Many thanks people!!


----------



## james.w (Nov 23, 2011)

Go to the hardware/home improvement store and ask them where the masonry sealer is. That is all Drylok is.


----------



## SmitJester (Nov 23, 2011)

Cool, I just didn't want anything in there that could poison my teg  

Thank you


----------



## james.w (Nov 23, 2011)

Just give it a week or two to air out.


----------



## SmitJester (Nov 23, 2011)

Awesome, cheers buddy


----------



## Bri. (Jan 26, 2012)

I'm guessing the UK equivalent is something like Thompsons Weathershield.


----------



## Dana C (Jan 26, 2012)

Just a side note; According to the Dry Lok web site it is not recommended for wood. It is primarily used as a swimming pool sealant and for sealing leaky masonry basements. I personally would apply 2-3 coats of uraethane and allow them to cure for a couple of weeks. Seal the seams with aquarium grade silicone and you are done. Don't forget to seal the edges of the plywood or whatever you are using with urethane prior to assembly. In an area where no one has pools, Drylok is not available anywhere, as in Idaho or many northern areas. 
Stick with what is available and what will work. Urethane finishes work extremely well for applications including boat hulls so I am sure it will work for a Tegu set up. Also, any exterior semi or high gloss paint will work well too. Again, let it cure for several days and it will last a long, long time.

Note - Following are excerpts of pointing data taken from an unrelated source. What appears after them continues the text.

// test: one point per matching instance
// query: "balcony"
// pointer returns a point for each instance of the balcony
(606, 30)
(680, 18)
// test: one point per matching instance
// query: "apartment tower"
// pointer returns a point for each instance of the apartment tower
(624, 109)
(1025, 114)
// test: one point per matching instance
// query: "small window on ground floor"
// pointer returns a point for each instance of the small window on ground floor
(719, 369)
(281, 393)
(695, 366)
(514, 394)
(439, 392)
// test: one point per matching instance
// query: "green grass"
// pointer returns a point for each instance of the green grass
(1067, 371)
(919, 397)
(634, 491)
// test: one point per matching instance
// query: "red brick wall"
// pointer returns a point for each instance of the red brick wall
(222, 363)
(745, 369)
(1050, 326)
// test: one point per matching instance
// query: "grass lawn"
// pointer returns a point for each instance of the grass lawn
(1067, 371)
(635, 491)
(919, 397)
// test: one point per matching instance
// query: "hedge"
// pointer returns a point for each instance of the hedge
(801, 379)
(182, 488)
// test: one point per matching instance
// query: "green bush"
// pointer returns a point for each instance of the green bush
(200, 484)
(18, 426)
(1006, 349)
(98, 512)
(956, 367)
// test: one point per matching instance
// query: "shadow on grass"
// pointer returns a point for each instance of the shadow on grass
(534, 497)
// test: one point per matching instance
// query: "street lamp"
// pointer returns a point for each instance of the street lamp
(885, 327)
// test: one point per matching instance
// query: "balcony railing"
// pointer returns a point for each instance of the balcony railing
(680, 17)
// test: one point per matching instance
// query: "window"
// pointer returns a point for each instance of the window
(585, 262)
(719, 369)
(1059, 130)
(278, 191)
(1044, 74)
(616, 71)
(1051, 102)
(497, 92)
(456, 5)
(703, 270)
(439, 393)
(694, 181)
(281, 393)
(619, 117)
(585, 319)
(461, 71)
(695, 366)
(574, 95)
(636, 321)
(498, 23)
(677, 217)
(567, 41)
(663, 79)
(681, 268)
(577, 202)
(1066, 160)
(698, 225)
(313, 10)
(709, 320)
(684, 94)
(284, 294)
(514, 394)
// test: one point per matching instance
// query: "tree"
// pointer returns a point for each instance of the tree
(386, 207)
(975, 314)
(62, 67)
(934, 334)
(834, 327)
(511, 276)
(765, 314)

Another side note; as a teenager, my father and I finished or refinished boat / yacht woodwork using Spar Varnish which lasts for years and longer than most Tegus will last. New isn't always better.


----------



## Bri. (Jan 26, 2012)

I did wonder whether a good yacht varnish would do the same job. When I was a kid my father used to use it on the exterior wood work on the house. Most good DIY centres sell it.


----------